With their eyes fixed on the roof of Killybrooke Elementary School, students hailing from throughout Newport-Mesa waited for the first egg to fall.

They watched as a jarful of peanut butter was put to the test. A student had cleverly tucked the raw egg inside, hoping the peanut butter would protect it.

Students gasped as the jar slipped from their science teacher's hands.

The egg, buried in the gooey peanut butter, cracked as soon as the plastic jar hit the ground. A peanut butter and egg yolk mixture exploded on a white, concrete wall.

The "egg drop" was one of several activities students took part in during the last day of the Summer Engineering Academy at Killybrooke in Costa Mesa on Thursday morning.

More than 250 Newport-Mesa Unified School District students from kindergarten to sixth grade participated in this summer's engineering-focused academy, said Diana Thompson, the lead science specialist for the district.

In previous years, the focus of the academy was science experiments. This summer, the district decided to spotlight engineering because it aligns with Common Core's Next Generation Science Standards, which the district is implementing this year, Thompson said.

Science specialists, or teachers solely dedicated to teaching science, are only available for students in grades 3 through 6 in Newport-Mesa. However, that doesn't mean that classroom teachers can't weave science instruction into their curricula as well.

The goal of the academy is to get students excited about learning science and provide elementary teachers with the skills necessary to teach a science curriculum in the classroom during the year, Thompson said.

Candee Querantes, a fifth-grade teacher at Lincoln Elementary in Newport Beach, decided to teach in the academy this summer to better prepare herself for the new standards, which emphasize tactile learning.

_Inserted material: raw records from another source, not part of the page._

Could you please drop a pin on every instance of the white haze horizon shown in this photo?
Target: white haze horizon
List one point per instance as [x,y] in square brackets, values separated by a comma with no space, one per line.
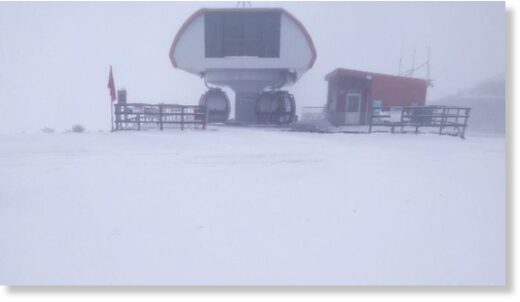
[55,57]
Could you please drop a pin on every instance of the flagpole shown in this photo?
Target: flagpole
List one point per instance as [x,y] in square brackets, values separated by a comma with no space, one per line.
[111,116]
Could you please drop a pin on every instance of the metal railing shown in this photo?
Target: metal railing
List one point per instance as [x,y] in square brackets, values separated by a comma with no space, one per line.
[450,120]
[139,116]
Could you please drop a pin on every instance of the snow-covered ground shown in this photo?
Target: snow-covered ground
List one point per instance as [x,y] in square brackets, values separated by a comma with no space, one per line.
[252,206]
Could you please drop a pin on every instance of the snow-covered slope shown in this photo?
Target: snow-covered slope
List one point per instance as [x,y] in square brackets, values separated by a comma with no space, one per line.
[251,206]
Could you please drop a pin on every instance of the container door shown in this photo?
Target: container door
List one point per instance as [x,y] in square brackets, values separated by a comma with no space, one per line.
[353,110]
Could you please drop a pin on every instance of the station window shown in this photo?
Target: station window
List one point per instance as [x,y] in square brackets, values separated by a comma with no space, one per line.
[254,34]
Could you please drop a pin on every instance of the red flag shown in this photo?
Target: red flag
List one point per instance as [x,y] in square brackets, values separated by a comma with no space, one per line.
[111,85]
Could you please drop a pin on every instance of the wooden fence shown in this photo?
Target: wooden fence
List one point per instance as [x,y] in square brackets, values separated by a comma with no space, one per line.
[449,120]
[138,116]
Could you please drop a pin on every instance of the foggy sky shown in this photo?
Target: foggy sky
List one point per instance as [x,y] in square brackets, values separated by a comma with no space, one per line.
[55,57]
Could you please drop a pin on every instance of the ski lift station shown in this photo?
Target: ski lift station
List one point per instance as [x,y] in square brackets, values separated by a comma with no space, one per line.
[254,51]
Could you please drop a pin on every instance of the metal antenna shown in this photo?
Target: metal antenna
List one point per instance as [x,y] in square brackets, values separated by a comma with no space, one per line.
[400,59]
[413,62]
[243,4]
[428,65]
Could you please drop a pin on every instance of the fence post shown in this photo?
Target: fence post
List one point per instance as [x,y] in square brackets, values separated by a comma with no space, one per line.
[205,117]
[182,117]
[370,121]
[160,117]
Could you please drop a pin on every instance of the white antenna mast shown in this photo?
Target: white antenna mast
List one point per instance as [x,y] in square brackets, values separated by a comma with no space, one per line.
[243,4]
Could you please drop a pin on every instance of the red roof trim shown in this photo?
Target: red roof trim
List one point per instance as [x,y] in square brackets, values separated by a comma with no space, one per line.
[359,73]
[204,10]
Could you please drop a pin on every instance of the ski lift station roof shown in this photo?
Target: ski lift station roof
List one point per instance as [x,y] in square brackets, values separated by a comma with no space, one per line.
[243,38]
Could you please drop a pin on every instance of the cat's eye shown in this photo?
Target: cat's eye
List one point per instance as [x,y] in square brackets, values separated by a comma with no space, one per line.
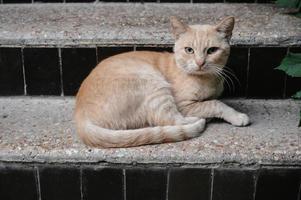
[211,50]
[189,50]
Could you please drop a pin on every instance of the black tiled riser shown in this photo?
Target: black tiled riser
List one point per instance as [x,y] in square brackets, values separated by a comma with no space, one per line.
[52,71]
[67,182]
[141,1]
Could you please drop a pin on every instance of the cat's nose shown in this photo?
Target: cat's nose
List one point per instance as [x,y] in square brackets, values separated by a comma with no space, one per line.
[200,63]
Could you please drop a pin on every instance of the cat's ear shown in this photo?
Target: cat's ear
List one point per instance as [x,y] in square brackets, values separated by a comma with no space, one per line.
[226,27]
[177,27]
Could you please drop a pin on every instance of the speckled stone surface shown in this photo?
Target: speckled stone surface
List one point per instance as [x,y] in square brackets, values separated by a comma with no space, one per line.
[145,24]
[41,130]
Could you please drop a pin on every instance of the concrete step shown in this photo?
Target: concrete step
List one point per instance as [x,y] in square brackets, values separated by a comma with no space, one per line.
[117,24]
[137,1]
[41,130]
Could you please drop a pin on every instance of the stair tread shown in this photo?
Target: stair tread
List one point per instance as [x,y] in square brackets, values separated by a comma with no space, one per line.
[40,129]
[133,23]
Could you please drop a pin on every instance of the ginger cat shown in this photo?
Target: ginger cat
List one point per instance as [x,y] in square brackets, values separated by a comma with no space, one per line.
[142,97]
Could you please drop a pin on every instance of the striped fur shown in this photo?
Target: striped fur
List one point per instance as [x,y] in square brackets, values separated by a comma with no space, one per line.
[140,98]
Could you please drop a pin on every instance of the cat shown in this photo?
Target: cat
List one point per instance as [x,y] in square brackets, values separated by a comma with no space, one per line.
[145,97]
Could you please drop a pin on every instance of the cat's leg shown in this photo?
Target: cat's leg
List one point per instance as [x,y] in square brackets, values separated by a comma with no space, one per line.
[215,109]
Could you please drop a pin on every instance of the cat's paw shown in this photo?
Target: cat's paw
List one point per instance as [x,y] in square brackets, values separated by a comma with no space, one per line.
[239,119]
[190,120]
[196,128]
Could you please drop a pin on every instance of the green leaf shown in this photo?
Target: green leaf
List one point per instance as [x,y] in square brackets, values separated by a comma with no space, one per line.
[297,95]
[300,119]
[291,65]
[288,3]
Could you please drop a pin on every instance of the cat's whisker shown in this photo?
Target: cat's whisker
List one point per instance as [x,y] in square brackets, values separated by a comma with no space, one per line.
[229,83]
[226,69]
[219,72]
[230,86]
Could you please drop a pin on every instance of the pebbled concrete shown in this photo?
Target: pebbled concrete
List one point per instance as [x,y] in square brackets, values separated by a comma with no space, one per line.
[41,130]
[139,24]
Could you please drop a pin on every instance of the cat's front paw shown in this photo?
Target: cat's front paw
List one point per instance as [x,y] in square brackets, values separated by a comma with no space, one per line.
[240,119]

Students respond to the engineering aspect since it provides them with opportunities for more creative learning, she said.

"In the past, science has been textbooks and videos," she said. "Engineering is a lot more hands-on."

Teachers also introduced computer coding into the curriculum this summer, Thompson said.

"The kids don't know they're coding," she said. "They think they're playing a computer game with a cat."

Students completed other engineering-related tasks over the course of the academy, which lasts nearly three weeks, including using spoons, Popsicle sticks and marshmallows to create catapults and construction paper to make paper airplanes and rocket launchers.

Seton Fogel, who will be attending seventh grade at Corona del Mar Middle School in the fall, said his favorite activity was making a catapult out of Popsicle sticks.

"Since I was little, I've liked doing crafts, and this was sort of like a craft project," he said. "It was fun to be creative and build something that worked."